The US Defense Advanced Research Projects Agency (DARPA) and US Air Force have initiated the second phase of the Unmanned Combat Air Vehicle (UCAV) programme with the award to Boeing of a $450 million contract extension to build and flight-test two operationally representative X-45B demonstrators starting in late 2004.

Boeing's three-year demonstration programme is intended to provide the basis for the development and deployment of an initial operational A-45 Spiral 2 UCAV within six years. The two planned General Electric F404-powered demonstrator vehicles will be significantly larger and more capable than the two Spiral 0 X-45As, the first of which flew in May.

DARPA had intended to build three X-45Bs, but says it can now achieve the same objectives with only two vehicles.

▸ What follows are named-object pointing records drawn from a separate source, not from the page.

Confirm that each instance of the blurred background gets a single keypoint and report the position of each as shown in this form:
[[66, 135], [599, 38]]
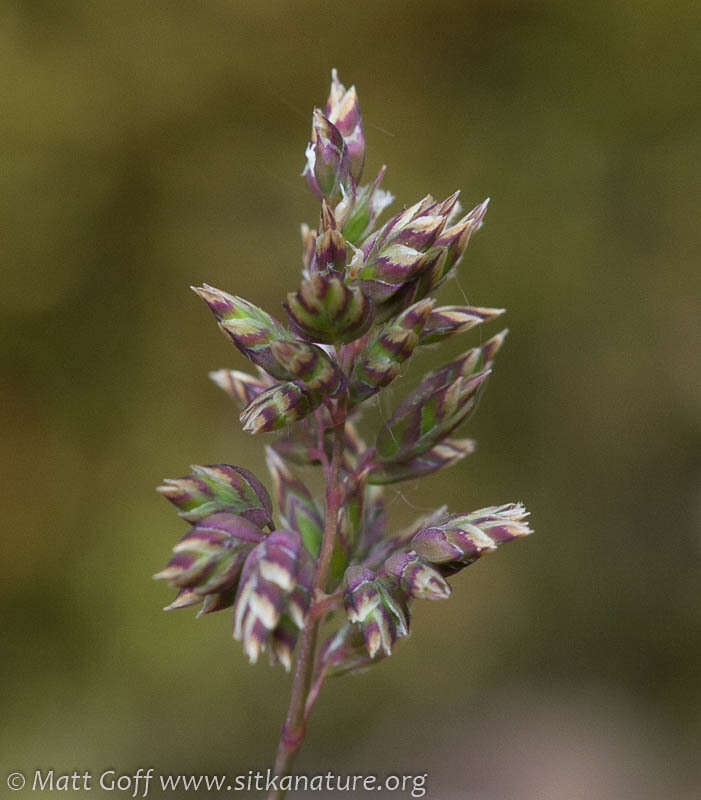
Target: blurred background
[[149, 146]]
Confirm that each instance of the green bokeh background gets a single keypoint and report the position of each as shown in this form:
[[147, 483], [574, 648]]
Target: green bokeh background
[[148, 146]]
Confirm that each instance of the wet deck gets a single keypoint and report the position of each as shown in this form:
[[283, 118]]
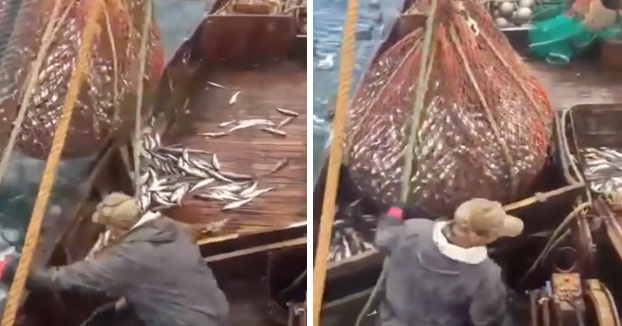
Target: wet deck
[[583, 82], [251, 151]]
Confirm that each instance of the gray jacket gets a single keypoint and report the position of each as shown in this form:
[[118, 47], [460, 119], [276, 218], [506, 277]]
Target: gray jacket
[[157, 268], [426, 288]]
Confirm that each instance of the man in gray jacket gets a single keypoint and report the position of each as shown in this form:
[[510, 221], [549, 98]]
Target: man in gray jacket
[[153, 265], [439, 273]]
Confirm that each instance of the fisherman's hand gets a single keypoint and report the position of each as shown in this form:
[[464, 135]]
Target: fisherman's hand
[[8, 266], [121, 305]]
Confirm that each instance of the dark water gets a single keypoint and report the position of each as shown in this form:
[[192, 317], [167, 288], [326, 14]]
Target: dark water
[[376, 19], [177, 20]]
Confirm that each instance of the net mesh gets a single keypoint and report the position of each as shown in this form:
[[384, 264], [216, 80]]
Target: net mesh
[[476, 83], [107, 97]]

The Spiral 1 X-45B will have a stealth design, incorporating low observable apertures and antennas, a fully integrated avionics and weapons system, including a synthetic aperture radar, electronic support measures and satellite communications, as well as provision for in-flight refueling.

Boeing's contract includes producing and testing a fourth and fifth block of iterative software loads, two shipping/storage containers and an updated mission control station.

The US Navy's UCAV-N programme, in contrast, remains stalled after meetings between the USN and DARPA failed to resolve differences on how to proceed with the flight demonstration phase.

The USN is reluctant to choose between the Boeing X-46 and Northrop Grumman X-47 demonstrators, ahead of a planned development and acquisition competition in 2004. The $100 million budget for UCAV-N Phase 2B is enough to flight test only one demonstrator. The X-47 began taxiing trials last month.